Ich bevorzuge da lieber das Spiel nach Regeln mit anderen Leuten zusammen, bei der Jeder seine Aufgabe hat. Dazu braucht man kein Perfektionist zu sein und die Anlage muss nicht perfekt und riesig sein. Sogar Schikanen, die ein Gleisplanplanungsperfektionist glatt bügeln würde, erhöhen angenehm den Spielspaß. Anlagen, die diese Art des Spiels unterstützen, haben viel längeren Bestand.

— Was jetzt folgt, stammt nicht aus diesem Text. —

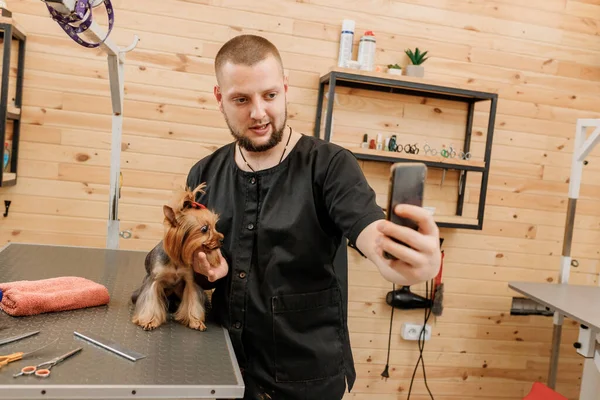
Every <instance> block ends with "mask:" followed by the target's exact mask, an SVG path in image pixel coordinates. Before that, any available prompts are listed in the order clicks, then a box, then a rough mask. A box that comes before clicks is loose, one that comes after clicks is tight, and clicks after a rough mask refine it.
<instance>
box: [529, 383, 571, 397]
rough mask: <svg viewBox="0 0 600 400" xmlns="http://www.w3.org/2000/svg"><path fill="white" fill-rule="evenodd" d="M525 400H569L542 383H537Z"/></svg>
mask: <svg viewBox="0 0 600 400" xmlns="http://www.w3.org/2000/svg"><path fill="white" fill-rule="evenodd" d="M523 400H569V399H567V398H566V397H565V396H563V395H561V394H558V393H556V392H555V391H554V390H552V389H550V388H549V387H548V386H546V385H544V384H543V383H540V382H535V383H534V384H533V386H532V387H531V391H530V392H529V394H528V395H527V396H525V397H524V398H523Z"/></svg>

Um mehr geht es weder dem OOK noch mir.
du hast es beim Darstellen deiner Meinung wieder nicht geschafft, auf die Herabwürdigung des Gegenübers zu verzichten.
 
Mal sehen, was draus wird.
Hobbyauflösung per großem Kaufhaus?:grinwech:

Wobei ich mit Sicherheit auch erst einmal mit dem Standardgleis angefangen hätte, wenn ich bei meinem Wiedereinstieg welches gehabt hätte und dieses noch in Ordnung gewesen wäre. Um erst einmal was zum Fahren zu haben hätte mir das damals gereicht.
 
Der dritte Tipp von Dr. Tempel, mit der Stromversorgung von jedem Gleis, ist super und dann kann man viel Freunde haben, mit dem alten Gleis. Funktioniert bei mir schon über 40 Jahre und es fahren auch alle neuen Loks und Wagen. Also nur Mut!
Beste Grüße
 
Die direkte Stromversorgung für jedes einzelne Gleis nützt aber nichts, wenn die Legierung nicht mehr vorhanden ist. Dieses Blech ist halt ein schlechter Leiter.
 
Och, so'n schlechter Leiter ist der Stahl der Hohlprofile auch wieder nicht. Muss halt blank bleiben, und das ist das Problem, wenn die Verzinnung abgefahren ist. Aber der Kontakt von Gleis zu Gleis ist ein größeres, und die Weichen ein fast noch größeres. Ob sich der Aufwand lohnt, an jedes Gleisjoch Drähte zu löten, muss jeder Bastler selbst entscheiden.